In one of the most prolonged brat fits in history by an out-of-the-mainstream ideological movement the American Left continues to act like a small child whose favorite toy has been snatched away from it over its loss of power at the national and state levels.

And like children, when there is no reasonable argument to employ they result to name calling. And so if anyone who espouses ideas or policy positions with which they disagree, the go to tactic is to brand that person with a pejorative. Thus we are subjected to a daily barrage of words from Left wing activists and their apologists in the mainstream news media like “hateful,” “racist,” or “intolerant.”

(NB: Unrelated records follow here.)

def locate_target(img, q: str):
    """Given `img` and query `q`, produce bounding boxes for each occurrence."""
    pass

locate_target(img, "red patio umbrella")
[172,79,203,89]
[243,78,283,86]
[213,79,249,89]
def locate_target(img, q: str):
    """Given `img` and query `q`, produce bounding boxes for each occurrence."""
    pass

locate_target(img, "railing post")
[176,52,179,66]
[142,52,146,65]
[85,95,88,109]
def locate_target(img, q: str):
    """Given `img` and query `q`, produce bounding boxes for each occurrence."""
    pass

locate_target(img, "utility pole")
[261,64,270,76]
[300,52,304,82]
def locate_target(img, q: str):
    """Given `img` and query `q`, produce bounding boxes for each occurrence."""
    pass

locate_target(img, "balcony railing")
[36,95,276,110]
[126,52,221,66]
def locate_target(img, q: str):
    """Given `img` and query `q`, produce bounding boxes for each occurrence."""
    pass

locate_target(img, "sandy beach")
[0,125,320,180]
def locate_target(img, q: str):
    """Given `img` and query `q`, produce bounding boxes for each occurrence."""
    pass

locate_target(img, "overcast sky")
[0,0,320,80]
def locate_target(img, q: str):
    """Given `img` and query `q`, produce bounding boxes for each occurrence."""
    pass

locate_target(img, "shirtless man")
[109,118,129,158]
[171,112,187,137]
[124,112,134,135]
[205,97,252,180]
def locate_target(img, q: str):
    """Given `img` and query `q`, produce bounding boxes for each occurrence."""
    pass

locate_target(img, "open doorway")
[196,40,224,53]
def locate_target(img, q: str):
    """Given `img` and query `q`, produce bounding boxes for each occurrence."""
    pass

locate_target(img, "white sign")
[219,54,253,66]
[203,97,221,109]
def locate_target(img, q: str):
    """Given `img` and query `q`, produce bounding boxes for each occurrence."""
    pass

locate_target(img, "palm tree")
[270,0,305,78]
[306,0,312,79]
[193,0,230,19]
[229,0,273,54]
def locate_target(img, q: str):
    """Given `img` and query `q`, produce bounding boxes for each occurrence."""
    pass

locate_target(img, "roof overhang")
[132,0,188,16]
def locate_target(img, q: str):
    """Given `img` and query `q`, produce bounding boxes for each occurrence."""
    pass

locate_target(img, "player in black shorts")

Here in Penn’s Woods the elected official who is especially adept at driving the Left nuts is State Representative Daryl Metcalfe. The fact that Metcalfe not only doesn’t retreat in the face of Left wing attacks but actually seems to enjoy them really causes liberal heads to explode.

The most recent example is Metcalfe’s calling out of Governor Tom Wolf for circumventing the legislative process and changing centuries of precedent listing mothers as mothers and fathers as fathers on birth certificates. By executive fiat he declared all to be simply parents.

For his efforts Metcalfe was denounced as “hateful” by Left wing activists and newspaper editorialists who castigated his alleged intolerance, this while themselves exhibiting extreme intolerance. Claiming mothers and fathers should be called “parents” supposedly is more fair to same sex couples, although gay men can be fathers and gay women can be mothers either through natural conception or by adoption. Calling a gay man a father or a gay woman a mother is not homophobic, it simply reflects the central role that person is playing in raising a child.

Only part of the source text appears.